Here, where we’re blessed with sunny weather and clear skies year-round, we face about the same chance of being assaulted or robbed or having stuff stolen from our cars in summer months than the rest of the year, unfortunately.
Last year, May topped the list for the month with the highest number of average crimes per day, but not by much. The summer months of June and July were next on the list, then April followed by August.
The difference between the month with the highest number of average daily crimes (636 in May) and the month with the least (588 in December) was about 9%. The average daily reported crime count for the summer was 630. For all of 2018, it was 616. The summer months have about a 2% higher daily crime count than the rest of the year.

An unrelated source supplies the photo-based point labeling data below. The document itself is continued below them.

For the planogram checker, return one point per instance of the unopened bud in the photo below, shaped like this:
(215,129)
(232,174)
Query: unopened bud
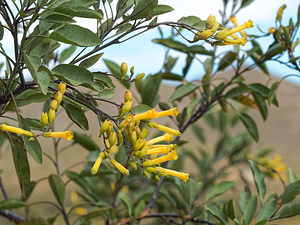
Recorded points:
(133,137)
(123,69)
(211,20)
(44,120)
(62,87)
(51,116)
(133,165)
(128,96)
(104,127)
(112,138)
(144,133)
(58,97)
(140,76)
(146,173)
(120,137)
(132,70)
(54,105)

Still, as you prepare for your summer vacation, you may want to get out of town anyway, especially for the Fourth of July, which was the holiday with the second highest average crimes per day since 2010, after Halloween.
The LAPD said that summer programs may stem rise in crime in summer months. “Keeping people active and social can deter crime,” said LAPD spokesman Officer Drake Madison.
If you do stay in town for June, July and August, here’s what you should know for summer crimes.
During the 2018 summer, there were 5,030 simple assaults, making it the top summer crime, according to publicly available LAPD data. The top five crimes last summer were battery simple assault, burglary from vehicles, stolen vehicles, theft and burglary. Of course, you may actually be at risk during the rest of the year, too, as battery simple assault was the overall most common crime for the past five years, except 2016, when stolen cars topped the list.
Battery simple assault is when a suspect without a weapon physically attacks a victim and doesn’t cause serious injury, according to the LAPD.
Over the past five years, the summer of 2017 had both the highest total crime count of all the past five summers, with 58,562 crime reports, and the highest amount of reported simple assaults of the past five summers, with 5,129.
Keep your summer full of smiles and sun by staying alert and aware of your surroundings and parking your vehicle in well-lit busy areas. These are the best ways to prevent being assaulted or having your vehicle stolen, according to the LAPD.
How we did it: We looked at publicly available LAPD data on reports of crime during the summer months – June, July and August – in Los Angeles from 2010 – 2018, the earliest date available in the data. For neighborhood boundaries, we rely on the borders defined by the Los Angeles Times. Learn more about our data here.
LAPD data only reflects crimes that are reported to the department, not how many crimes actually occurred. On occasion, the LAPD may update past crime reports with new information, or recategorize past reports. Those revised reports do not always automatically become part of the public database.